Alhamdulillah, syukurnya, kondisi kelistrikan nasional saat ini masih dalam posisi prima. Pasokan daya listrik di seluruh sistem kelistrikan besar dalam kondisi cukup dengan sebagian besar memiliki cadangan daya total lebih dari 30 persen.

Di sisi lain, Zulkifli juga harus mampu menjawab tantangan bencana alam yang mengganggu sistem kelistrikan. Lagi-lagi ia bersyukur, “Beberapa kali bencana alam yang mengganggu kelistrikan dapat diatasi dengan cepat sehingga pelanggan tidak harus menunggu terlalu lama,” tuturnya.

Banyak terobosan dan kebijakan yang telah dilakukan Zulkifli dalam menakhodai PLN, misalnya melakukan peningkatan infrastruktur kelistrikan dalam kurun tahun 2020 ini, antara lain menambah pembangkit sebesar 3 GW, menambah transmisi hingga 2.594 kilometer sirkuit (KMS), menambah gardu induk sebesar 8.690 Mega Volt Ampere (MVA), meningkatkan jaringan distribusi sepanjang 26 ribu KMS, hingga penambahan gardu distribusi sebesar 2.507 MVA.

Hal menggembirakan lainnya, jumlah pelanggan PLN terus meningkat.

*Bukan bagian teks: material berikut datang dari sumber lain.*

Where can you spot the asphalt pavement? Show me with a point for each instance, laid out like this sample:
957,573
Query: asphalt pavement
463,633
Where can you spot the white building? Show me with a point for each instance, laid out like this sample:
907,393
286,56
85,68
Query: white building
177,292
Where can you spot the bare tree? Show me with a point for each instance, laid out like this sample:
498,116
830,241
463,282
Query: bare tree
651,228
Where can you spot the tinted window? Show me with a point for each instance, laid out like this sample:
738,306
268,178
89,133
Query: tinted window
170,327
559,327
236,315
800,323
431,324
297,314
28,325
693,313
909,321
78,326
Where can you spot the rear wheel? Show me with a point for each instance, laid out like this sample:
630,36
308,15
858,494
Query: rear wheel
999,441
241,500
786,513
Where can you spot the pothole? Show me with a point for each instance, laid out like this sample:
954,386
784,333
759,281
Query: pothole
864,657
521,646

Dari 75,7 juta pelanggan di tahun 2019 meningkat menjadi 79 juta. “Meningkat sekitar 3,3 juta pelanggan,” imbuhnya.

Sebagai perusahaan milik negara yang bertanggung jawab besar kepada rakyat, PLN telah berkontribusi bagi para pelanggan di era pandemi ini dengan memberikan diskon tarif listrik 100 persen bagi pelanggan dengan daya 450VA dan diskon 50 persen bagi pelanggan dengan daya 900VA subsidi. “Ini mengindikasikan bahwa PLN memiliki peran vital di masa pandemi,” katanya seraya menambahkan bahwa elektrifikasi yang sudah dilakukan PLN juga terus meningkat. Pada akhir tahun 2020 elektrifikasi sudah mencapai 99,2 persen. Meskipun ada tantangan juga dalam melistriki daerah-daerah terpencil. “Tapi, kami akan terus berupaya untuk melistriki daerah-daerah terpencil tersebut,” ia bertekad.

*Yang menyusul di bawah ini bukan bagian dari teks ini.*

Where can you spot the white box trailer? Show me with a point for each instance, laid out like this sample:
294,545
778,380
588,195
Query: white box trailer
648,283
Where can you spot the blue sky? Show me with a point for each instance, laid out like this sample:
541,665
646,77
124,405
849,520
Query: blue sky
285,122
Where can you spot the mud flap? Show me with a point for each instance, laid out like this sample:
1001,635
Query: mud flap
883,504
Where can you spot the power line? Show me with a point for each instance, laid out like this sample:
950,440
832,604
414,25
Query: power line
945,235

Banyak target dan obsesi Zulkifli dalam mengembangkan dan memajukan PLN. Termasuk dalam menyikapi booming kendaraan listrik belakangan ini. Ia ingin PLN mengambil bagian dalam mendukung lahirnya ekosistem kendaraan listrik yang ramah lingkungan. Salah satunya dengan membangun Stasiun Pengisian Kendaraan Listrik Umum (SPKLU).

Bersama pihak lain, PLN juga ikut mengembangkan Indonesia Battery Corporation. Tapi yang pasti, pria yang menghabiskan 'Me Time'-nya dengan membaca buku dan berolahraga bersama keluarga, ini yakin upayanya dalam memimpin PLN khususnya menerangi negeri sebagai upaya mewujudkan keadilan energi dapat tercapai dengan kerja keras, cerdas, dan dukungan semua pihak.